Don Loney

Profile
- Position: Centre

Personal information
- Born: November 16, 1923 Ottawa, Ontario, Canada
- Died: June 19, 2004 (aged 80) Sherbrooke, Nova Scotia, Canada

Career information
- College: NC State

Career history

Playing
- 1943: St. Hyacinthe-Donnacona Navy
- 1943: Ottawa Combines
- 1945: Montreal Hornets
- 1946: Toronto Argonauts
- 1947–1952: Ottawa Rough Riders
- 1954: Calgary Stampeders

Coaching
- 1957–1973: St. Francis Xavier X-Men (HC)

Awards and highlights
- 2× Grey Cup champion (1946, 1951); Jeff Russel Memorial Trophy (1950); 4× CFL East All-Star (1946–1949);
- Canadian Football Hall of Fame (Class of 2013)

= Don Loney =

Canadian gridiron football player (1923–2004)
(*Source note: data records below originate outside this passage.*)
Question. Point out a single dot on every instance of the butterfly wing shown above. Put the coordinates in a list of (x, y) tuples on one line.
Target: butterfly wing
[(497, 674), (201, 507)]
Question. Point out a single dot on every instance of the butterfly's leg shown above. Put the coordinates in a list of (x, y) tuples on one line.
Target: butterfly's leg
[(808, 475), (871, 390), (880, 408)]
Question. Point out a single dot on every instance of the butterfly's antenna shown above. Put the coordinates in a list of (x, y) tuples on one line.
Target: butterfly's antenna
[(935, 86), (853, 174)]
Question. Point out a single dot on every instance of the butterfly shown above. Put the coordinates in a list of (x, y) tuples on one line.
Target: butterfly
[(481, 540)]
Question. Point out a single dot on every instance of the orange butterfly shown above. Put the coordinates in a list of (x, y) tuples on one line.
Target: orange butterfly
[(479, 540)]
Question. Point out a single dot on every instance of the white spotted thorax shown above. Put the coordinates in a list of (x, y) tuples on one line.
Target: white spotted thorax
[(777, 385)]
Donald John Loney (November 16, 1923 – June 19, 2004) was a Canadian professional football centre and coach. He was called the "Father of Maritime Football" by The Globe and Mail for his work as a coach at St. Francis Xavier University and his contributions to developing the Vanier Cup as a national championship.

==Playing career==

After graduating from North Carolina State University, he played for the Ottawa Combines and the St. Hyacinthe-Donnacona Navy before serving in the Royal Canadian Navy during World War II.

Post-war, he resumed his career and played nine seasons as a centre in Canadian football with the Montreal Hornets (1945), Toronto Argonauts (1946), Ottawa Rough Riders (1947–1952) and Calgary Stampeders (1954), meriting four East all-star selections and the Jeff Russel Memorial Trophy as East MVP in 1950, a rare feat for a player at his position. He won a pair of Grey Cups, with the Argonauts in 1946 and the Rough Riders in 1951.

Don served in Shearwater as the Base Physical Training and Recreation Officer for two years, and it was during this period that he coached the senior Shearwater Flyers football teams to Nova Scotia and Maritime championships in 1955 and 1956.

==University coaching career==

Loney headed the St. Francis Xavier X-Men football program from 1957 to 1973. During his tenure as head coach, he compiled a winning percentage of .807, including an eight-year-long undefeated streak, nine conference banners, six Jewett Trophys, four Atlantic Bowl wins, and a win in the second Canadian College Bowl in 1966. He helped establish both the Atlantic and Canadian College Bowls in 1960 and 1965, respectively. Time magazine dubbed St. FX as "The Assassins of Antigonish". Following his retirement in 1973, the Atlantic Bowl MVP award was named for him. He was inducted into Canada's Sports Hall of Fame in 1988. The Loney Bowl was named for him in 2006. He was inducted into the Canadian Football Hall of Fame in 2013, and has also been inducted into the Nova Scotia Sports Hall of Fame, Canadian Forces Hall of Fame and StFX Sports Hall of Fame.